Como cera mole sobre a qual toda a pressão, ainda que leve, deixa um traço, assim a alma das crianças está exposta a todo o estímulo solicitado pela capacidade de imaginação, de fantasia, de afectividade e de instinto. Por outro lado as impressões desta idade são as que penetram mais profundamente na psicologia do ser humano e condicionam, muitas vezes de modo duradoiro, as sucessivas relações consigo mesmo, com os outros e com o ambiente. Precisamente da intuição, de quanto é delicada esta primeira fase da vida, é que já a ciência pagã tinha tirado a bem conhecida indicação pedagógica, segundo a qual «maxima debetur puero reverentia»; e é neste sentido que se evidencia, na sua severidade motivada, o aviso de Cristo: Se alguém escandalizar um só destes pequeninos que crêem em mim, seria preferível que lhe suspendessem em volta do pescoço uma mó de moinho e o lançassem nas profundezas do mar (Mt 18, 6). E certamente entre os «pequeninos», em sentido evangélico, incluem-se também e de maneira especial, as crianças.

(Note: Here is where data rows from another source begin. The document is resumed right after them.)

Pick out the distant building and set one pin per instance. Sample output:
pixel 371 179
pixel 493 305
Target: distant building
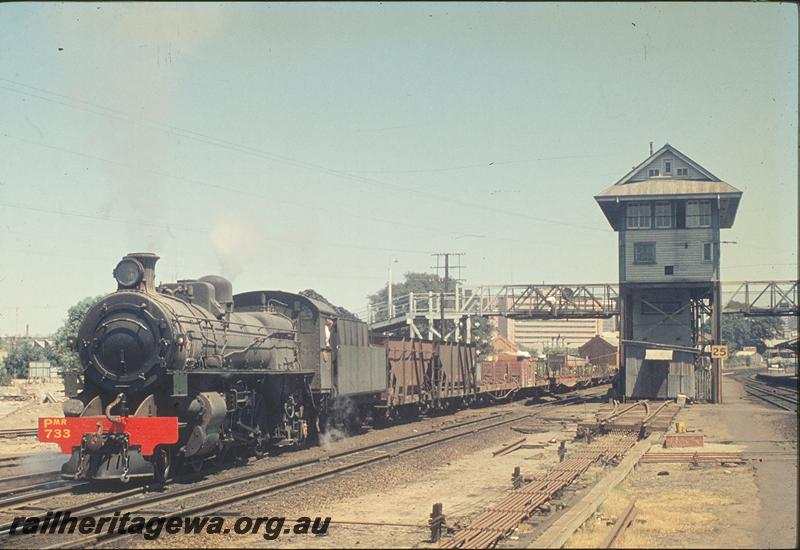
pixel 749 356
pixel 556 333
pixel 601 350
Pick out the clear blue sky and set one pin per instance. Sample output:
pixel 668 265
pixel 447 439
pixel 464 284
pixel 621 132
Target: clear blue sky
pixel 294 146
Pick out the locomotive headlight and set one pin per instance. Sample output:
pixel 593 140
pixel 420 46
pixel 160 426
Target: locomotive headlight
pixel 128 273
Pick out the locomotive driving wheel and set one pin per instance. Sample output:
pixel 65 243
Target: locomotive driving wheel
pixel 162 464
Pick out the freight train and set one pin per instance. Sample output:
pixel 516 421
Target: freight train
pixel 187 373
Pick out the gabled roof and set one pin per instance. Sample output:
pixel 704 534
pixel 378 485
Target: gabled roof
pixel 667 148
pixel 700 184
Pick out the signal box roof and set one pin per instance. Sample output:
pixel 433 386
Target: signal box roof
pixel 647 182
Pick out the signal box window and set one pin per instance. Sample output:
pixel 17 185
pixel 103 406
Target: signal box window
pixel 638 216
pixel 644 253
pixel 708 252
pixel 698 214
pixel 663 214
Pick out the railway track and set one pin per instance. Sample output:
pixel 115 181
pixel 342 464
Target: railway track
pixel 210 496
pixel 778 396
pixel 620 430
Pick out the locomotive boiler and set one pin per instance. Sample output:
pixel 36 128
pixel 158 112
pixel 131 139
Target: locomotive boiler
pixel 172 374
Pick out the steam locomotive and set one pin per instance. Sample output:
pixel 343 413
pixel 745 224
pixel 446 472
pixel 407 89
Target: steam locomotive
pixel 186 373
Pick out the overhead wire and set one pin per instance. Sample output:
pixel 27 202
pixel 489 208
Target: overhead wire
pixel 244 149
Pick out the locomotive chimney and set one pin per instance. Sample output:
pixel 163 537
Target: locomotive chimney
pixel 137 271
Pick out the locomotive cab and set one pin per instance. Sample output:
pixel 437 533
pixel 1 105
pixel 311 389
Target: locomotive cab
pixel 175 374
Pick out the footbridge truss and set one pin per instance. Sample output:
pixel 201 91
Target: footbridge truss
pixel 557 301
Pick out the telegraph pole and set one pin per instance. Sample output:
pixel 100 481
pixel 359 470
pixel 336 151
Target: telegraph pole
pixel 446 266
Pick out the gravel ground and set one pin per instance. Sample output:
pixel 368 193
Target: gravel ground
pixel 461 474
pixel 711 506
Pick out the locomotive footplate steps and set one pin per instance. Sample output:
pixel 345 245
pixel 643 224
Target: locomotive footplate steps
pixel 500 519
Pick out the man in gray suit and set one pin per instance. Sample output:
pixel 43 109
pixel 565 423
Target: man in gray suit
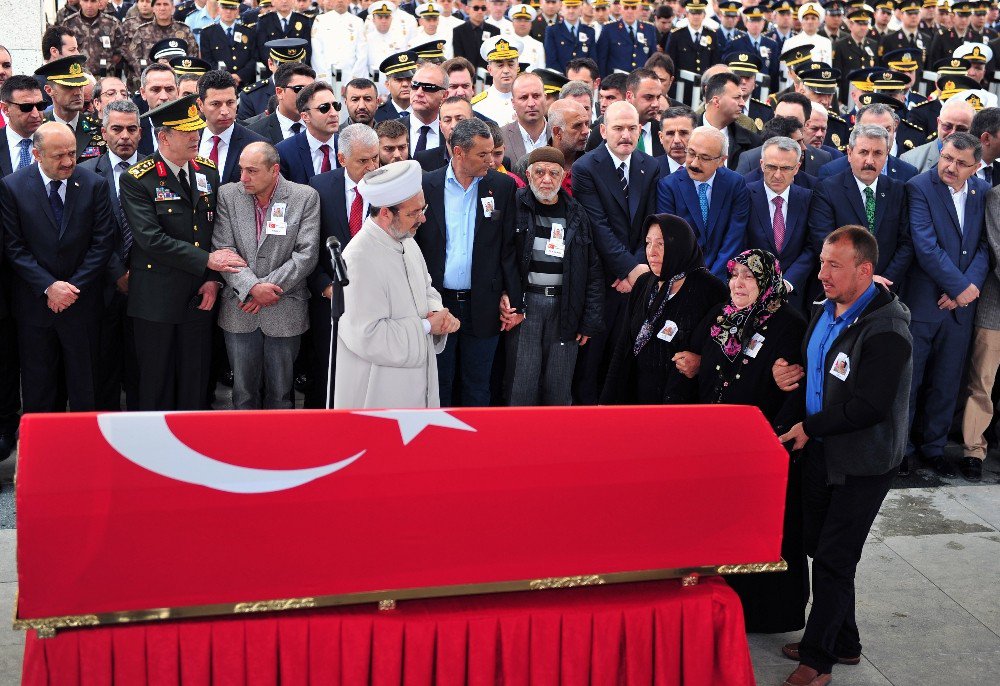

O exemplo de Cristo deve ser normativo para o crente, que deseja inspirar a sua própria vida no Evangelho. Ora Jesus apresenta-se-nos como aquele que acolhe amorosamente as crianças (Cfr. Mc. 10, 16), defende o desejo espontâneo que elas têm de se aproximar dele (Cfr. Mc 10, 14), louva a típica e confiante simplicidade delas, porque merecedora do Reino (Cfr. Mt 18, 3-4), e sublinha a transparência interior que tão facilmente as predispõe para a experiência de Deus (Cfr. Mt 18, 10).

Ele não hesita em estabelecer uma equação surpreendente: Quem receber um menino como este em Meu nome é a Mim que recebe (Mt 18, 5). Como tive ocasião de escrever recentemente «O Senhor identifica-se com o mundo dos pequenos (...). Não os domina, não os instrumentaliza; chama-os e fá-los entrar no seu projecto de salvação do mundo» (Cfr. João Paulo II, Mensagem ao Presidente da Pontifícia Obra da Infância Missionária).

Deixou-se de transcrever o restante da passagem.